# Must be love....



## Guest (Dec 15, 2007)

Cute - isnt it?


----------



## Vixie (Nov 17, 2007)

so sweet and cute, lonely pics Elena


----------



## Guest (Dec 15, 2007)

vixenelite said:


> so sweet and cute, lonely pics Elena


Thanks


----------



## colliemerles (Nov 2, 2007)

lovely pictures ,i love your cats,


----------



## Guest (Dec 15, 2007)

colliemerles said:


> lovely pictures ,i love your cats,


Thanks Lorraine, you must get one one day.....


----------



## may (Nov 2, 2007)

I agree it's LOVE!!!
Beautiful pictures


----------



## nici (Nov 10, 2007)

sweeties


----------



## Guest (Dec 15, 2007)

may said:


> I agree it's LOVE!!!
> Beautiful pictures


TA>>>>>.......................


----------



## Guest (Dec 15, 2007)

nici said:


> sweeties


they are...................................


----------



## carol (Nov 2, 2007)

very sweet


----------



## Guest (Dec 15, 2007)

carol said:


> very sweet


kind of huggly looking?


----------



## colliemerles (Nov 2, 2007)

Elena said:


> Thanks Lorraine, you must get one one day.....

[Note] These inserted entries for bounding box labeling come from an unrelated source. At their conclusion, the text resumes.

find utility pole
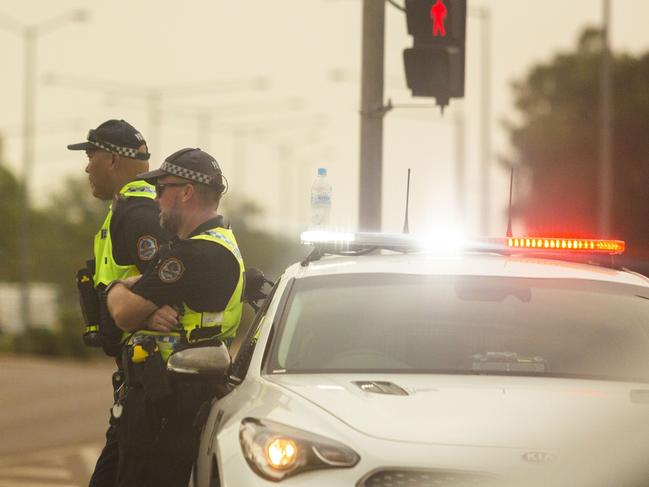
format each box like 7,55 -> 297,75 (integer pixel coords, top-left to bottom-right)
358,0 -> 385,231
455,106 -> 466,222
597,0 -> 613,238
0,9 -> 89,328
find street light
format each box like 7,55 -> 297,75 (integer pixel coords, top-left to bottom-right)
0,9 -> 89,327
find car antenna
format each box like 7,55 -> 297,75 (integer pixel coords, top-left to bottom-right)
507,166 -> 514,237
403,168 -> 410,233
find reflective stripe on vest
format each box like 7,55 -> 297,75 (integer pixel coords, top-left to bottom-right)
180,227 -> 244,343
93,181 -> 155,287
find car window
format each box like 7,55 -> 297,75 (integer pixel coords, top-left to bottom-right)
268,274 -> 649,381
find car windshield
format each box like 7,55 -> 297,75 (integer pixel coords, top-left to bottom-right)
266,274 -> 649,382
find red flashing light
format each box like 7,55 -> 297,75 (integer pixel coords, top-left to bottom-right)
506,237 -> 624,254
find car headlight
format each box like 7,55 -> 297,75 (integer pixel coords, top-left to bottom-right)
239,418 -> 360,481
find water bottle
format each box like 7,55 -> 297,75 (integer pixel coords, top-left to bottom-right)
311,167 -> 331,229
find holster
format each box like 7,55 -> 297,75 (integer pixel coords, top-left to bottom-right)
122,335 -> 173,403
77,261 -> 101,347
99,287 -> 122,357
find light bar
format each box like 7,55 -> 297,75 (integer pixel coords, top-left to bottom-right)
505,237 -> 624,254
301,230 -> 474,252
301,230 -> 624,255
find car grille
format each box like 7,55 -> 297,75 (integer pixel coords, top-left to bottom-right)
356,469 -> 494,487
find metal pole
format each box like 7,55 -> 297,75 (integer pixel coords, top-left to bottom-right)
146,90 -> 164,156
455,108 -> 466,222
480,8 -> 491,235
20,27 -> 36,329
598,0 -> 613,238
358,0 -> 385,231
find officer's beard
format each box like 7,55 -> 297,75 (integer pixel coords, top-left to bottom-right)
160,208 -> 182,235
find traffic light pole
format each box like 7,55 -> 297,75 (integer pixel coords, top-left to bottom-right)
358,0 -> 385,232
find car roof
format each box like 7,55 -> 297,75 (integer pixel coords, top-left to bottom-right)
285,251 -> 649,288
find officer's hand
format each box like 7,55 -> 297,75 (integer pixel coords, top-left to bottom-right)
120,276 -> 142,289
145,304 -> 178,332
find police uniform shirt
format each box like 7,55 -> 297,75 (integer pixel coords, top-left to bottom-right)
110,198 -> 170,273
131,216 -> 239,312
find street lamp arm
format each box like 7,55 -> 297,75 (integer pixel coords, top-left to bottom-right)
29,10 -> 89,35
0,14 -> 25,36
387,0 -> 406,12
0,9 -> 89,37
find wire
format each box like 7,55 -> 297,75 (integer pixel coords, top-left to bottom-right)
387,0 -> 406,12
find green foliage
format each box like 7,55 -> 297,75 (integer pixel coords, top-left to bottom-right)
0,161 -> 23,281
507,29 -> 649,268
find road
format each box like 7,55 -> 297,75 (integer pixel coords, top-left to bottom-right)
0,356 -> 114,487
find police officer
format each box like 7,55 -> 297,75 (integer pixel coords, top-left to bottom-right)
68,120 -> 168,487
106,149 -> 244,487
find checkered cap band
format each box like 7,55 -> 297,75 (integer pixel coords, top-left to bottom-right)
160,161 -> 214,184
87,133 -> 150,160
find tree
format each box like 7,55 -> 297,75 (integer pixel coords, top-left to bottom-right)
506,29 -> 649,266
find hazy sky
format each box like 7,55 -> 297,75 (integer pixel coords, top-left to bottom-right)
0,0 -> 649,234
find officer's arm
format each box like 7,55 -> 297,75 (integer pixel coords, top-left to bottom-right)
106,282 -> 158,331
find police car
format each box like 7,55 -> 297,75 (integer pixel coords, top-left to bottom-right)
169,232 -> 649,487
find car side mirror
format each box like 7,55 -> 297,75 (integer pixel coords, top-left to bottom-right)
167,344 -> 231,380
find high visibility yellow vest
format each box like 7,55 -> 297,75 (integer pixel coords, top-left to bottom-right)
129,227 -> 244,361
93,181 -> 155,287
180,227 -> 244,343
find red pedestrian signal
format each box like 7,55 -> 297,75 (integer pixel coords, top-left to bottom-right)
403,0 -> 467,107
430,0 -> 448,37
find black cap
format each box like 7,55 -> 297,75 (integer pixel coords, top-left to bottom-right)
137,148 -> 225,191
68,120 -> 151,161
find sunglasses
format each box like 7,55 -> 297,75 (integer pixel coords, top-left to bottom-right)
155,182 -> 191,198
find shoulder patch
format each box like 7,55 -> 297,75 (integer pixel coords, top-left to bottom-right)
158,257 -> 185,284
137,235 -> 158,260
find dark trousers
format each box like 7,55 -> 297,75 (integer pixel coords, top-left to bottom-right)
88,424 -> 119,487
116,386 -> 207,487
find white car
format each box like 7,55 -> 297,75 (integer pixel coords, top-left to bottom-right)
170,233 -> 649,487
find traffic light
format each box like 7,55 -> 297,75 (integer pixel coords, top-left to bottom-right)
403,0 -> 467,107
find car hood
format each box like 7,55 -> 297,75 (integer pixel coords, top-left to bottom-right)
265,374 -> 649,449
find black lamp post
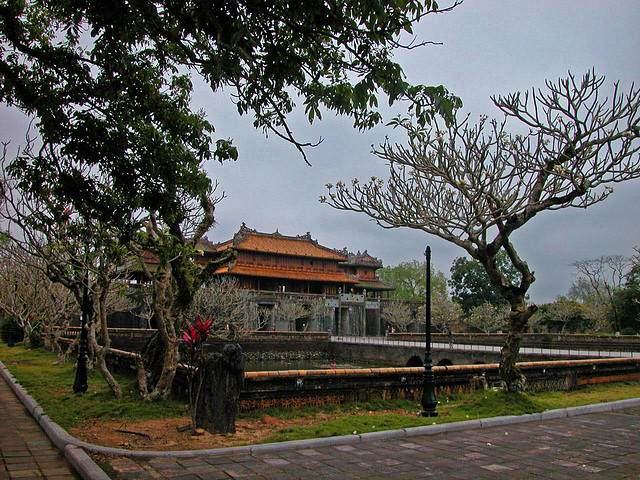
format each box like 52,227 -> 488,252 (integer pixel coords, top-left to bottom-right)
420,247 -> 438,417
73,269 -> 89,393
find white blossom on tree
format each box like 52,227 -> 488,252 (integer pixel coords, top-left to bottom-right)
465,303 -> 509,333
380,300 -> 416,332
188,277 -> 262,338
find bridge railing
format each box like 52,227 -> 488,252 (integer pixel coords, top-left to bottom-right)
329,335 -> 640,358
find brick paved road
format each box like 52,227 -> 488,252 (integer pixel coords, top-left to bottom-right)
110,408 -> 640,480
0,376 -> 80,480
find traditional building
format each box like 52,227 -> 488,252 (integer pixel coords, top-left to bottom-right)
200,223 -> 393,335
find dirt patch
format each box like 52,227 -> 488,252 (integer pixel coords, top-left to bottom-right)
68,410 -> 410,451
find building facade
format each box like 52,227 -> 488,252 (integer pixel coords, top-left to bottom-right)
205,224 -> 393,335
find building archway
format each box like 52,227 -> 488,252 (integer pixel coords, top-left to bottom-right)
407,355 -> 424,367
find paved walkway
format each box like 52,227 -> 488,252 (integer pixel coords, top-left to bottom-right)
109,407 -> 640,480
0,366 -> 640,480
0,376 -> 80,480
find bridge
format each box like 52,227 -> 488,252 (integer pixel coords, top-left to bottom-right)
329,335 -> 640,365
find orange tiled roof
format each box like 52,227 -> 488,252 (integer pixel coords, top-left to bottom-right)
216,231 -> 347,262
215,265 -> 358,283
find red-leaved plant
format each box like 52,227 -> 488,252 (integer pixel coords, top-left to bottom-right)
182,315 -> 213,429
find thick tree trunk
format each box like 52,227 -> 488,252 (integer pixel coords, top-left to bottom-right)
500,298 -> 537,392
195,343 -> 244,433
138,332 -> 180,401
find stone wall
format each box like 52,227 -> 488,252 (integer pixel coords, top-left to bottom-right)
66,338 -> 640,410
328,342 -> 552,367
388,333 -> 640,352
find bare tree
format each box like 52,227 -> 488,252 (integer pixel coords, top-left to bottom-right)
0,154 -> 132,398
431,295 -> 462,333
188,277 -> 262,338
328,72 -> 640,390
571,255 -> 633,332
380,300 -> 416,332
465,303 -> 509,333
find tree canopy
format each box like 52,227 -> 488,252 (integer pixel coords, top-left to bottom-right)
449,251 -> 518,314
376,260 -> 447,300
0,0 -> 459,234
328,72 -> 640,390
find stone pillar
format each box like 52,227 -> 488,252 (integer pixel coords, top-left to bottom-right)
195,343 -> 244,433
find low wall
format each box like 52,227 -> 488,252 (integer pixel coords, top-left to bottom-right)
72,340 -> 640,411
328,342 -> 554,367
388,332 -> 640,352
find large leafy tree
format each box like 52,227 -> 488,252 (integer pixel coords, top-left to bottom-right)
321,72 -> 640,390
449,252 -> 519,314
0,0 -> 459,398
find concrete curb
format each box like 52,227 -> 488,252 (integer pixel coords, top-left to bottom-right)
0,362 -> 640,464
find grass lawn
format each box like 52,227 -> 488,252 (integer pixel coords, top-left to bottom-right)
0,343 -> 640,442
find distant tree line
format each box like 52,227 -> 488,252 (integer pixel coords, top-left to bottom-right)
379,247 -> 640,335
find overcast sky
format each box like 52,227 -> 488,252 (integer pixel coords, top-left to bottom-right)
0,0 -> 640,303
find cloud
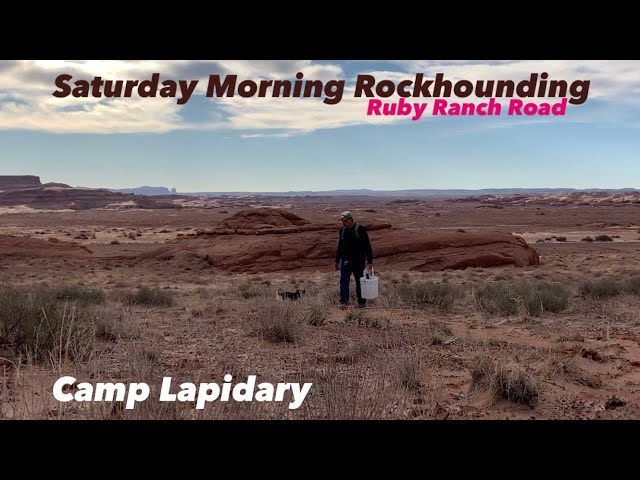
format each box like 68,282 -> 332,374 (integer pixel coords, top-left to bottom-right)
0,60 -> 640,138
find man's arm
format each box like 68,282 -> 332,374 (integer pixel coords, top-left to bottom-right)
360,227 -> 373,265
336,230 -> 342,263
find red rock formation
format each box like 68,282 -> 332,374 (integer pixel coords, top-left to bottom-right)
141,208 -> 539,273
0,235 -> 93,257
0,183 -> 182,210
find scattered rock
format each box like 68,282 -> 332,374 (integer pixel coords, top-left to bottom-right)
604,395 -> 627,410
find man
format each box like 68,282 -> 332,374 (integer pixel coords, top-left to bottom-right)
335,212 -> 373,308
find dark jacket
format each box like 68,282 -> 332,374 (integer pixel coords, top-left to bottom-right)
336,224 -> 373,264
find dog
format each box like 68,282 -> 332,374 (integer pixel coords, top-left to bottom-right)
276,288 -> 305,300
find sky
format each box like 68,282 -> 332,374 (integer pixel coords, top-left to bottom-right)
0,60 -> 640,192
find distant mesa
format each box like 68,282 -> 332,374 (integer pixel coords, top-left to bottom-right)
218,208 -> 310,230
447,189 -> 640,208
109,185 -> 177,196
0,235 -> 93,257
0,175 -> 42,192
0,175 -> 182,210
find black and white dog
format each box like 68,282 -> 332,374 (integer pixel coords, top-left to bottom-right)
276,288 -> 304,300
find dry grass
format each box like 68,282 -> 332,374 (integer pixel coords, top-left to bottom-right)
473,281 -> 570,317
235,281 -> 270,299
344,310 -> 391,328
0,286 -> 96,364
123,287 -> 175,307
390,282 -> 462,311
471,355 -> 539,408
580,277 -> 624,299
395,351 -> 422,391
305,302 -> 327,327
303,362 -> 405,420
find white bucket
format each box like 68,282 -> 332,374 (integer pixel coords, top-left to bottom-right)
360,267 -> 378,300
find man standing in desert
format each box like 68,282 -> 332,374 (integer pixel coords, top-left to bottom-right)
335,211 -> 373,308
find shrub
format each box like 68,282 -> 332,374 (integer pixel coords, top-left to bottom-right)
594,235 -> 613,242
471,357 -> 539,407
624,276 -> 640,295
0,286 -> 95,364
474,281 -> 569,316
124,287 -> 175,307
238,282 -> 267,298
344,310 -> 391,328
396,282 -> 460,310
307,303 -> 327,327
253,301 -> 301,343
580,278 -> 623,298
52,285 -> 106,305
396,353 -> 421,390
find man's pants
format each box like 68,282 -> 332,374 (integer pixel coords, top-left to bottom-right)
340,260 -> 367,305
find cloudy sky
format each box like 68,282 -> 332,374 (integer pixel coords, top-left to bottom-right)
0,60 -> 640,192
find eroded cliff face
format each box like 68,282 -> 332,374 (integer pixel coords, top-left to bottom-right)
140,209 -> 540,273
0,175 -> 42,192
0,175 -> 181,210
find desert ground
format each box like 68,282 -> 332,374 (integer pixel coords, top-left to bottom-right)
0,197 -> 640,419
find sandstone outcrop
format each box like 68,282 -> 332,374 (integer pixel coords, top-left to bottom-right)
0,235 -> 93,257
140,209 -> 539,273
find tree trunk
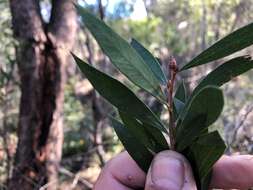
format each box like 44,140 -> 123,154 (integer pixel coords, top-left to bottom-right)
8,0 -> 77,190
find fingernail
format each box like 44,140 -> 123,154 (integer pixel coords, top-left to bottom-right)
151,157 -> 185,190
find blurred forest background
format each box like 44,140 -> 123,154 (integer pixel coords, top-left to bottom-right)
0,0 -> 253,190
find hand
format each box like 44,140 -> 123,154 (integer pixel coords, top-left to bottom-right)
94,150 -> 253,190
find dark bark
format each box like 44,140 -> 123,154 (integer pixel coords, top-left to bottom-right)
9,0 -> 76,189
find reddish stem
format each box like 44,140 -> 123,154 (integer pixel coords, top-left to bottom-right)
167,57 -> 178,150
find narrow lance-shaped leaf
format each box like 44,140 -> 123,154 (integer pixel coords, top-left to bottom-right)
131,39 -> 167,85
119,112 -> 169,153
72,54 -> 167,133
111,119 -> 153,172
76,5 -> 166,101
179,56 -> 253,122
186,131 -> 226,190
176,86 -> 224,151
180,23 -> 253,71
192,56 -> 253,95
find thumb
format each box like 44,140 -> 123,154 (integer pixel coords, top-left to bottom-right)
145,150 -> 197,190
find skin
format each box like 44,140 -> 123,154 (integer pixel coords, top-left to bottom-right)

i think i will i dont have a cat at the moment but have had them in the past. i had persian ,birmans, and some cross kitties to, i do love the long hair silver colour, just so very pretty,


----------



## Guest (Dec 15, 2007)

colliemerles said:


> i think i will i dont have a cat at the moment but have had them in the past. i had persian ,birmans, and some cross kitties to, i do love the long hair silver colour, just so very pretty,


Be prepared to share your bed, to be supervised around the house bathroom included; to be given helping hand at the computer desk - especially with typing; to be talked to; to be looked into eyes as if you are the most genius person in the Universe; and generally to be unconditionally loved.


----------



## Debbie (Nov 10, 2007)

Such sweet cats - they are babes


----------



## Guest (Dec 16, 2007)

Debbie said:


> Such sweet cats - they are babes


Thanks Debbie - babes thats it!


----------



## siams (Nov 2, 2007)

Fab piccys i like to see them bundled together.


----------



## Elaine (Dec 15, 2007)

Beautiful pictures, stunning cats you have


----------